É o caso, por exemplo, do Acqualina Resort & Spa, em Miami, sobre o qual já falei aqui. O hotel, que tem uma das mais altas taxas de returning guests da cidade, investe em experiências diferentes a cada ano. Não cria experiências fora da caixinha, mas aposta na “criação de memórias” para convencer os hóspedes a repetirem o hotel em outro ano ou outras circunstâncias. Para este 2019, o Valentine’s Day “padrão” vai contar com um jantar exclusivo harmonizado com champagne no AQ Chop House by Il Mulino, mas o menu de possibilidades customizadas para o próprio hóspede é imenso. Vai de tratamentos a dois no ESPA spa da propriedade a românticos jantares à luz de vela, totalmente sob medida, tanto na praia quanto no próprio quarto. 

A hotelaria internacional já descobriu que, com criatividade, o Dia dos Namorados pode ser uma data altamente rentável para o mercado
Experiências exclusivas a dois é a proposta do Four Seasons New York Downtown. Foto: Divulgação

Também nos EUA, o Four Seasons Hotel New York Downtown vai além e está lançando para este Valentine’s Day o Soak Service for Two. Criado pela diretora do spa do hotel Tara Cruz, o serviço inclui um ritual de banho customizado na própria banheira do quarto, com sais do Himalaia, tuberosa e capim limão – com direito a espumante rosé e doces para acompanhar. O Soak Service vai passar a fazer parte do menu regular do hotel, mas no pacote de Valentine’s Day inclui, além da experiência de banho, a estadia por uma noite no hotel e um jantar de cinco passos no restaurante CUT by Wolfgang Puck – e custa desde USD599.

Também em Nova York, o hotel  The Mark , no Upper East Side, membro da coleção Legend da Preferred Hotels & Resorts, resolveu ousar mais esse ano e lançou um “Cardápio Afrodisíaco” como parte do programa do dia 14 de fevereiro.  Por US$290, o casal é brindado com coquetéis elaborados com ingredientes naturalmente afrodisíacos, uma dúzia de ostras frescas, salmão com molho picante de gengibre como prato principal e Red Velvet como sobremesa. Quem quiser, ainda pode customizar o pacote de Valentine’s Day, adicionando a ele itens como lingeries da marca inglesa Agent Provocateur.

Do outro lado do Atlântico o clima romântico também movimenta a hotelaria. O The One Barcelona, membro da coleção L.V.X. da Preferred Collection, preparou um pacote batizado de “Falling in Love”. Se a escolha do nome não foi das mais criativas (nada é perfeito), o conteúdo do pacote, sim.
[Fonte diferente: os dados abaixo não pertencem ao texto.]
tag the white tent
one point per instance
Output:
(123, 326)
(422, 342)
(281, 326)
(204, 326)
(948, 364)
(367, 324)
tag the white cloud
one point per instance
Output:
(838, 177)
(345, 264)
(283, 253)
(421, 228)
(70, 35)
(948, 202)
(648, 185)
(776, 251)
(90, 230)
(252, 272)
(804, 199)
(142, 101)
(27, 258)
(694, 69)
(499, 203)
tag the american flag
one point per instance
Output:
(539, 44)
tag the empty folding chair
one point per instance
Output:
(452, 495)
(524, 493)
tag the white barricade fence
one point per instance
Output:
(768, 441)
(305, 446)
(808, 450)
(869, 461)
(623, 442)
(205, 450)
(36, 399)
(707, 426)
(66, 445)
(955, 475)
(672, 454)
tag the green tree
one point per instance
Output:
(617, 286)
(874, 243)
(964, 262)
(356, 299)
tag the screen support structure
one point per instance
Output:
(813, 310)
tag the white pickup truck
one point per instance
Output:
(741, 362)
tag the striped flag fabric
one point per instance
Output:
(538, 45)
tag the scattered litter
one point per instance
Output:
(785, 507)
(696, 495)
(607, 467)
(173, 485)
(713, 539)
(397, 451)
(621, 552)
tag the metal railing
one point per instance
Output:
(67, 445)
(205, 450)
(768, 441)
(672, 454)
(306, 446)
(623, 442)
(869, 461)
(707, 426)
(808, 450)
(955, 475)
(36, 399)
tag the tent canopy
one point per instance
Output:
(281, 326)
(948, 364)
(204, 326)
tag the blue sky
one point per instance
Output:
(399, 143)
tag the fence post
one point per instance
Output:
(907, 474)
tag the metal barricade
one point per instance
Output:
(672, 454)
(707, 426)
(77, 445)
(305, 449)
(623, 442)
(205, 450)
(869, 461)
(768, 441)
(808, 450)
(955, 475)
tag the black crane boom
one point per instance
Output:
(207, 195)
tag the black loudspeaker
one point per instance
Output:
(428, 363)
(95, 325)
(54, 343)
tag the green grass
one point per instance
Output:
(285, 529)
A ideia é que o casal seja recebido no aeroporto em um carro de luxo para o transfer ao hotel, se hospede em uma das exclusivas suítes da propriedade (como a Barcelona, a Sagrada Família ou a Penthouse), tenha uma garrafa de Perrier Jouet e 24 rosas Baccara esperando por eles no quarto, um tratamento exclusivo para os dois no spa com óleos 100% orgânicos e um jantar sob medida preparado pelo chef Miguel Muñoz do Somni Restaurant e servido no próprio restaurante ou na suíte – à escolha do casal. E não para por aí não: após o jantar, a ideia é que os hóspedes sejam levados até o Mood Rooftop Terrace (que tem vistas incríveis para Barcelona) para degustarem coquetéis criados especialmente para a data ao som de um saxofonista tocando ao vivo.  E, é claro, o café da manhã no quarto no dia seguinte também faz parte do pacote – que vale desde 1975 euros. 

E isso só para dar nome a alguns hotéis – basta rolar o dedo no feed do instagram por esses dias para ver como boa parte da hotelaria internacional investe pesado na data. Com criatividade, a hotelaria brasileira também poderia ir bem além da fórmula “garrafa de espumante e chocolates no check in” e transformar o próximo Dia dos Namorados em uma data altamente rentável para o mercado.